Again, this is impractical. You may be capable of reading with speed of light but this not the normal industry case. Programs are huge, changesets are big, time pressure is real. If something can't be verified in automated way at least for basic sanity, it is simply not good enough. This is the whole point of CI revolution.

In practice I will only look into .cov files when working on adding new tests to improve the coverage and will never be able to do it more often (unless compiler notifies me to do so). This is real-world constraint one needs to deal with, not matter what your personal preferences about good development process are.

> Now, if I make a mistake in the second writeln such that it is syntactically correct yet semantically wrong, and I ship it, and it blows up when the customer actually instantiates that line of code,
>
>    -- where is the advantage to me? --
>
> How am I, the developer, better off? How does "well, it looks syntactically like D code, so ship it!" pass any sort of professional quality assurance?

?

If compiler would actually show 0 coverage for non-instantiated lines, than automatic coverage control check in CI would complain and code would never be shipped unless it gets covered with tests (which check the semantics). Your are putting it totally backwards.
July 25, 2015
On 7/24/15 6:12 PM, deadalnix wrote:
> The most intriguing part of this conversation is that the argument made
> about unitests and complexity are the very same than for dynamic vs
> strong typing (and there is hard data that strong typing is better).

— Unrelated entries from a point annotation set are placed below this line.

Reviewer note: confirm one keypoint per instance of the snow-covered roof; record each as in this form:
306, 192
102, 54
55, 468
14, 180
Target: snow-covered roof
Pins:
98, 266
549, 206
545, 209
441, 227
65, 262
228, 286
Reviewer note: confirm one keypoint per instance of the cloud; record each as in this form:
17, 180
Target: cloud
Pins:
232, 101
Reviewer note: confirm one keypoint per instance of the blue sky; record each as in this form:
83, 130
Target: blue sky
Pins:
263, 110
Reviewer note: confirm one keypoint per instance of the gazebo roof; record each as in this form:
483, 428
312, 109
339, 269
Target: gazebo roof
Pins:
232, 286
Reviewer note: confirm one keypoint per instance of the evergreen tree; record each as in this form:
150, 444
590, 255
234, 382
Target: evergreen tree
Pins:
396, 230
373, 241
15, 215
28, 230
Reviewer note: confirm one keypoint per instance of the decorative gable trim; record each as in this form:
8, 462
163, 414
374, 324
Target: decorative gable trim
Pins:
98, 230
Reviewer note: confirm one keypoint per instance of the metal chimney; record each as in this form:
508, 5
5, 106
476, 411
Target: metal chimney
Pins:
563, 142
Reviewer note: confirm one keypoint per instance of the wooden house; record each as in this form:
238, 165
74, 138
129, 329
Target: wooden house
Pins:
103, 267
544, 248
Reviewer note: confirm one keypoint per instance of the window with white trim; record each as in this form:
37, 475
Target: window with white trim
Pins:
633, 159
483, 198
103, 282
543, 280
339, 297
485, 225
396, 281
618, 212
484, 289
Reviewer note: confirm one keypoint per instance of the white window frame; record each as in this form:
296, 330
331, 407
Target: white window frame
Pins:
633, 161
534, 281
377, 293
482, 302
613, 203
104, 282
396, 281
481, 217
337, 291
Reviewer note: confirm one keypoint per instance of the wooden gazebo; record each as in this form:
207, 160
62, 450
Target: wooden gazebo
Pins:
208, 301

No, that's not the case at all. There is a distinction: in dynamic typing the error is deferred to run time, in this discussion the error is only deferred to instantiation time. -- Andrei
July 25, 2015
On 7/24/15 6:58 PM, Justin Whear wrote:
> I agree that there's really no excuse and think we ought to orient the
> language towards serious professionals who will produce quality code.
> Bad code is bad code, regardless of the language.

YES! Amen to that. -- Andrei
July 25, 2015
On Saturday, 25 July 2015 at 13:37:15 UTC, Andrei Alexandrescu wrote:
> On 7/24/15 6:12 PM, deadalnix wrote:
>> The most intriguing part of this conversation is that the argument made
>> about unitests and complexity are the very same than for dynamic vs
>> strong typing (and there is hard data that strong typing is better).
>
> No, that's not the case at all. There is a distinction: in dynamic typing the error is deferred to run time, in this discussion the error is only deferred to instantiation time. -- Andrei

Runtime errors are a usability problem for users and maintianability problem for developers. Instatiation time errors are a maintianability problem for library authors and a usability problem for developers. I would argue that the latter is better than the former, but the poor developer experience of using Phobos is what made me move away from D a couple of years ago.
July 25, 2015
On 7/24/15 9:16 PM, Tofu Ninja wrote:
> Current template types work like duck typing, which works, but its error
> prone, and your argument of unittests is obviously bad in the context of
> duck typing.

Could you please make the obvious explicit?

> We want a real type system for our template types.

Every time this (or really any apology of C++ concepts) comes up, the discussion has a similar shape:

1. Concepts are great because they're a type system for the type system! And better error messages! And look at these five-liners! And Look at iterators! And other nice words!

2. I destroy them.

3. But we want concepts because they're a type system for the type system! And ... etc. etc.

I have no idea how people can simply ignore the fact that their arguments have been systematically dismantled.